# Bratislava - Timelapse



## Mk1112 (Aug 10, 2011)

I am trying to discover a new things to do with my DSLR. So I decided to make timelapse videos. Here is one of them, made from over 10,000 photos:




http://www.youtube.com/watch?v=lWuJbqsr6SI


----------



## chetanls (Aug 18, 2011)

Mk1112 said:
			
		

> I am trying to discover a new things to do with my DSLR. So I decided to make timelapse videos. Here is one of them, made from over 10,000 photos:
> YouTube Link: http://www.youtube.com/watch?v=lWuJbqsr6SI
> http://www.youtube.com/watch?v=lWuJbqsr6SI



This is an excellent video! Hats off


----------



## Mike Lamb (Oct 5, 2011)

I enjoyed it.  The people, the fountains and the boats were best.


----------



## z1rick (Nov 9, 2011)

Well done.


----------



## baturn (Nov 9, 2011)

Wow, just WOW and great music!


----------



## greatbuffalo (Jan 13, 2012)

Hey, great video. I love your choice of music.
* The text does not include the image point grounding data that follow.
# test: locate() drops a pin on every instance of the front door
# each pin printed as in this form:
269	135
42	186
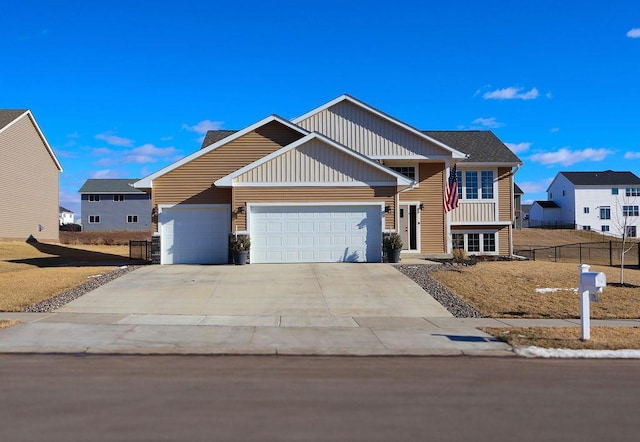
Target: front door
409	226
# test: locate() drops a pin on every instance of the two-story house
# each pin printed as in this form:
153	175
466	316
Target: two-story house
325	186
114	204
29	179
604	201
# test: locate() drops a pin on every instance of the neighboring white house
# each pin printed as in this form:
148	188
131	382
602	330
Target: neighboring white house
66	216
601	201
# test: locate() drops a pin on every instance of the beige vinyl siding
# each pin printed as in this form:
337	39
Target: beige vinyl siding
367	133
472	211
29	179
315	162
243	195
432	219
192	183
505	194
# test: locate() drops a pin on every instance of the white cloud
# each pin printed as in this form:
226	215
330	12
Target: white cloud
567	157
111	138
148	153
491	122
634	33
518	147
511	93
203	127
101	151
535	186
106	173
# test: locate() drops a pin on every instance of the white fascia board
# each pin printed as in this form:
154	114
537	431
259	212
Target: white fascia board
454	153
40	134
146	182
227	181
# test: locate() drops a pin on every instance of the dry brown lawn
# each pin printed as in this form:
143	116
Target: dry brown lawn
526	238
30	273
602	338
508	290
6	323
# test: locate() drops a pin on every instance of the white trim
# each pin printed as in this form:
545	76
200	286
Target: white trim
454	153
44	140
228	181
318	184
147	182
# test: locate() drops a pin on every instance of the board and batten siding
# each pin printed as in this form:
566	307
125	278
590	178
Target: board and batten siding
430	193
29	179
192	183
368	133
317	163
285	195
505	194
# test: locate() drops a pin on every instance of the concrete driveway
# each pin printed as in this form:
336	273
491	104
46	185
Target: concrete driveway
269	294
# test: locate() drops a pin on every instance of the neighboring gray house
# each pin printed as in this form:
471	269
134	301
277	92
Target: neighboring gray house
114	204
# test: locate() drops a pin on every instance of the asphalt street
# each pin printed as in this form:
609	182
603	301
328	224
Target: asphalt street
247	398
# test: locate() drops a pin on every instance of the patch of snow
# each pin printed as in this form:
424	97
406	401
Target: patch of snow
552	289
539	352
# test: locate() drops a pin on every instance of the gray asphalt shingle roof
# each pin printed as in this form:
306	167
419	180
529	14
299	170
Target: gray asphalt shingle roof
213	136
8	115
115	185
482	146
547	204
604	178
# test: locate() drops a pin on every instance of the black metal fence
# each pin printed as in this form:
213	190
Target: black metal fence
140	250
607	253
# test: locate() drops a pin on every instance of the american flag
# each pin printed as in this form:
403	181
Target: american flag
451	191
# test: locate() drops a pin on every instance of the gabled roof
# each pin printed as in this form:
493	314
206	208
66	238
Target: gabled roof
9	116
111	185
481	146
145	183
345	97
604	178
400	179
213	136
547	204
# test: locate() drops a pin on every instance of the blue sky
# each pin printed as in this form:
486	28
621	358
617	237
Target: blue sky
123	88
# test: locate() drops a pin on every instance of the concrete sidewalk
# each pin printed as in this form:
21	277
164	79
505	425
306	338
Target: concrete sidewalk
93	333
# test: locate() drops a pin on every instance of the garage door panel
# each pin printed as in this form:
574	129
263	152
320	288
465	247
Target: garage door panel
194	235
316	233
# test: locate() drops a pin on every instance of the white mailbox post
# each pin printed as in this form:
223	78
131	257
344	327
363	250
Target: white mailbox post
591	283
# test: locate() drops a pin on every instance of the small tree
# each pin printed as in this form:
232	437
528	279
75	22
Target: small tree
626	222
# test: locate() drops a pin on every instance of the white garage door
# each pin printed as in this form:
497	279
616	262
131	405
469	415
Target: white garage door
316	234
194	234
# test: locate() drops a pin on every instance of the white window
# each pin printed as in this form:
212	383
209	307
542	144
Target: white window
408	171
475	184
632	191
472	242
630	211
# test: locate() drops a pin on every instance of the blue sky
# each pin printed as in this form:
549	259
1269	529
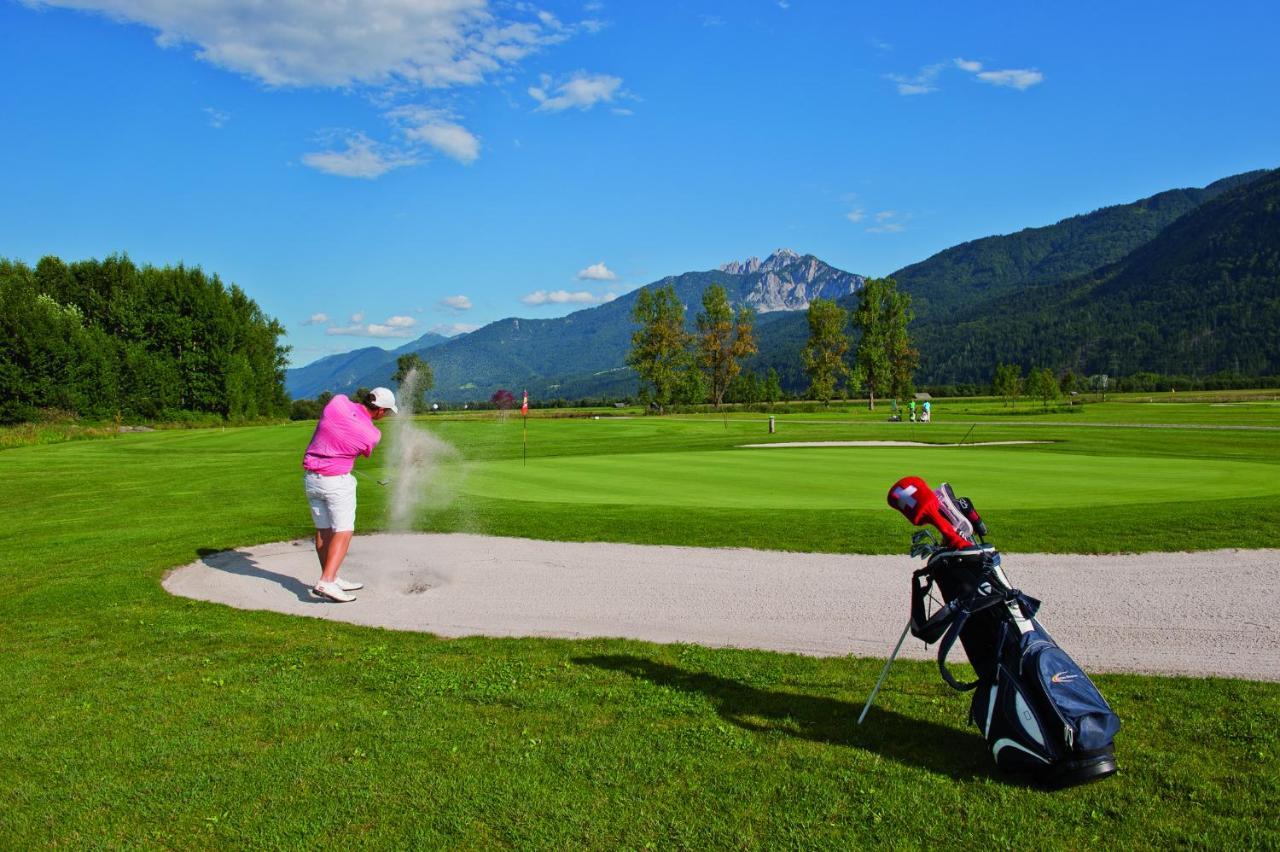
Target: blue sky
374	169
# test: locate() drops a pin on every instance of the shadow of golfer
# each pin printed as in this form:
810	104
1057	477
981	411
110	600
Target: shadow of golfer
234	562
908	741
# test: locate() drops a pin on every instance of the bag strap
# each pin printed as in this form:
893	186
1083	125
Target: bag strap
970	605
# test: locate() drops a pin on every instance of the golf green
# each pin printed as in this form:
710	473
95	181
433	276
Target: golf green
858	477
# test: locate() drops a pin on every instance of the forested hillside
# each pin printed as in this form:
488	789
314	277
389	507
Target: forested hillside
995	268
1200	298
581	355
106	338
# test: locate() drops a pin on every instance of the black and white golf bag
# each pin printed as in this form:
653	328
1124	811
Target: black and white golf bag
1038	711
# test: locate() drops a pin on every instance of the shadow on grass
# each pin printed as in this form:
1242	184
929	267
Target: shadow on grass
908	741
234	562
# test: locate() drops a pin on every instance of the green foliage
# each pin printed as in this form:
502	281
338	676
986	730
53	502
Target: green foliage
1042	385
1008	383
723	339
659	347
100	338
885	358
1200	298
823	355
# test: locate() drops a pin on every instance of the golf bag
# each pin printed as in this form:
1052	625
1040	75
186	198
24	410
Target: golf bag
1034	706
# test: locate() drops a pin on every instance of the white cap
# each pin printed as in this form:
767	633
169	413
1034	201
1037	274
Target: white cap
384	398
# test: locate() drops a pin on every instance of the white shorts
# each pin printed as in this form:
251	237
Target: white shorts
333	500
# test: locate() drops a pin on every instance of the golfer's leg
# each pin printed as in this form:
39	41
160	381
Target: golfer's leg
334	554
323	539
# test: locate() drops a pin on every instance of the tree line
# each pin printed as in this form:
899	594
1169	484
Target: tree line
113	339
677	366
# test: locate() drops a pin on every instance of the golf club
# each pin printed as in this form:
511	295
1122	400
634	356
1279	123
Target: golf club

One of my favorite timelapse shooters is Randy Halverson,   DakotaLapse.com Milky Way, Night Time lapse
Check it out.


----------



## naptime (Jan 14, 2012)

WOW !!!! inspiring, moving, emotional. i LOVED it !!!


----------



## trizzo (Jan 14, 2012)

Greetings from Bratislava. You've made a really good job. Keep tryin'. Good luck!

Sent from my GT-I9000 using Tapatalk


----------



## cguron (Jan 14, 2012)

works for me.


----------